Unity? Screw that: XFCE. Slashdot Beta? Screw that: SoylentNews. Australis? Screw that: Pale Moon. UX developers DIAF
Duhno, I had no problem believing that was sexconker ...
The original Dutch article shows a letter from FIOD (Fiscal Information and Investigation Service) asking NFI (National Forensic Institute) to decrypt the contents of a Blackberry Curve 9320. NFI said the retrieve data from the phone using Cellebrite's UFED 4PC software and then decrypted it using NFI's own method.
The also say the receive a NFI report that describes the case where 279 out of 325 encrypted messages on a Blackberry 9720 could be decrypted.
It is my experience that the police say a lot of things, and most of them are lies. Especially things told on a witness stand.
Dumb executives are deeming user portable devices safe enough for general purpose use.

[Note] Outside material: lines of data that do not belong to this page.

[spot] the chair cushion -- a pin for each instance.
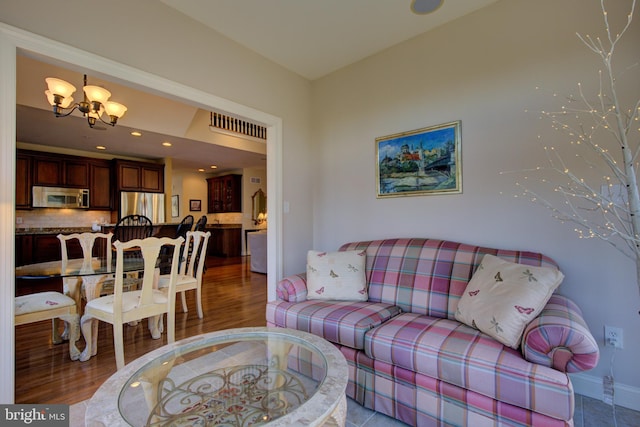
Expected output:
(41, 301)
(181, 280)
(130, 301)
(458, 354)
(341, 322)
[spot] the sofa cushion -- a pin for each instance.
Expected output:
(428, 276)
(341, 322)
(336, 275)
(458, 354)
(503, 297)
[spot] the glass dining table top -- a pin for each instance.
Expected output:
(76, 268)
(246, 376)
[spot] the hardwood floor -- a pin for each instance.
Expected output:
(232, 297)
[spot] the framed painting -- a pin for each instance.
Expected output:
(195, 205)
(419, 162)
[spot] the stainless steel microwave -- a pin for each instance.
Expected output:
(55, 197)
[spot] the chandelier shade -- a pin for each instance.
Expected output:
(60, 87)
(95, 102)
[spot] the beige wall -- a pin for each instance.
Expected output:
(481, 69)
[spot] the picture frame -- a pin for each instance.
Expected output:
(175, 206)
(420, 162)
(195, 205)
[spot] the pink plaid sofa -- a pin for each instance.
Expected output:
(411, 359)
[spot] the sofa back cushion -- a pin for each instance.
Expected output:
(428, 276)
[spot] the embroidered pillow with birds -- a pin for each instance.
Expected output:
(337, 276)
(503, 297)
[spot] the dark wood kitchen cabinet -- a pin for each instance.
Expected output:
(100, 194)
(224, 194)
(139, 176)
(76, 173)
(225, 241)
(47, 171)
(23, 181)
(57, 170)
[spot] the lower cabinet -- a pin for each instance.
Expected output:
(225, 242)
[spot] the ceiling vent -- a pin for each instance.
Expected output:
(232, 124)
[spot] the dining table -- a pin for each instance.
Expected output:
(94, 272)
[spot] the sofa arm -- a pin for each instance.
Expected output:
(559, 338)
(292, 288)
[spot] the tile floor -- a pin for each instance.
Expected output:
(589, 413)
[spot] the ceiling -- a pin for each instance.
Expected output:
(316, 37)
(310, 38)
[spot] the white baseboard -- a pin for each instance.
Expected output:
(591, 386)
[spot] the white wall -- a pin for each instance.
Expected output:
(481, 69)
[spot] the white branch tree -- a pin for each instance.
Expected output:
(604, 128)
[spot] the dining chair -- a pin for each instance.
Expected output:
(181, 231)
(72, 286)
(75, 286)
(48, 306)
(184, 226)
(128, 306)
(191, 269)
(132, 227)
(201, 224)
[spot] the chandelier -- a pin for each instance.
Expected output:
(93, 106)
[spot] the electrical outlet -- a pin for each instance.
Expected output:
(608, 389)
(613, 337)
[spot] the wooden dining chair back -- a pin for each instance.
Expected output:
(184, 226)
(132, 227)
(71, 286)
(201, 224)
(123, 307)
(191, 268)
(50, 306)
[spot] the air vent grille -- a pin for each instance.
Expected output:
(233, 124)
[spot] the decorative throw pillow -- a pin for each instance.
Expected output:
(336, 275)
(503, 297)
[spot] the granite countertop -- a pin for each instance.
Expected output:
(51, 230)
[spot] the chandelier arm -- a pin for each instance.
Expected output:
(111, 123)
(57, 109)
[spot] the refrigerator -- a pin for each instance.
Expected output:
(150, 205)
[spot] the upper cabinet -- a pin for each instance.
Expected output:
(139, 176)
(224, 194)
(58, 170)
(100, 194)
(24, 181)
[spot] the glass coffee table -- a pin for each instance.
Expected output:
(243, 377)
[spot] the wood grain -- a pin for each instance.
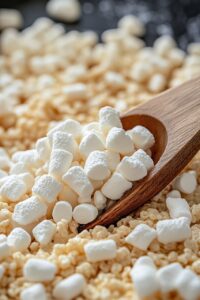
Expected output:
(174, 119)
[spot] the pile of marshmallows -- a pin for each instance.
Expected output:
(73, 173)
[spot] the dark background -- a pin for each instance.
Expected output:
(179, 18)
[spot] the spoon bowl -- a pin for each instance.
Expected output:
(173, 117)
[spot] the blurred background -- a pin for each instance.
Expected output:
(179, 18)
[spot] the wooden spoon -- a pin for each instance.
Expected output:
(174, 119)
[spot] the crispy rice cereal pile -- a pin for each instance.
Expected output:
(47, 76)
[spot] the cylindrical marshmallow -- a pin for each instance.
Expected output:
(96, 166)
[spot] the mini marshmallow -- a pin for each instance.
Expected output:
(142, 137)
(39, 270)
(132, 169)
(3, 238)
(36, 291)
(167, 276)
(43, 148)
(28, 179)
(2, 270)
(47, 188)
(13, 188)
(96, 166)
(113, 159)
(44, 232)
(174, 194)
(29, 157)
(119, 141)
(69, 126)
(60, 161)
(185, 183)
(85, 213)
(141, 237)
(29, 211)
(19, 239)
(115, 187)
(176, 230)
(144, 279)
(178, 207)
(78, 181)
(108, 118)
(4, 250)
(63, 141)
(70, 288)
(99, 200)
(68, 195)
(100, 250)
(90, 143)
(18, 168)
(144, 158)
(62, 210)
(188, 285)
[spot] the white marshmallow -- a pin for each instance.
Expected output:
(36, 291)
(175, 230)
(144, 279)
(141, 237)
(39, 270)
(174, 194)
(47, 188)
(108, 118)
(68, 195)
(68, 126)
(142, 137)
(78, 181)
(146, 261)
(113, 160)
(43, 148)
(144, 158)
(96, 166)
(99, 200)
(29, 157)
(90, 143)
(19, 239)
(4, 250)
(70, 287)
(100, 250)
(44, 232)
(85, 213)
(18, 168)
(63, 141)
(2, 270)
(178, 207)
(28, 179)
(185, 183)
(132, 169)
(29, 211)
(60, 161)
(119, 141)
(116, 186)
(3, 238)
(62, 210)
(13, 188)
(188, 285)
(167, 276)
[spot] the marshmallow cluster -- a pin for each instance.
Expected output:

The same ones that gave Blackberry fan club status - once.
That is emails etc on iPads and the like are all up for grabs, and so called remote wiping is not a given either. The jig is its a work supplied device, but strangely Samsung BYO is not on offer.
I conclude Blackberry is on the nose, and more people will move away - because flash words like 'military' now mean zip. short short short I say.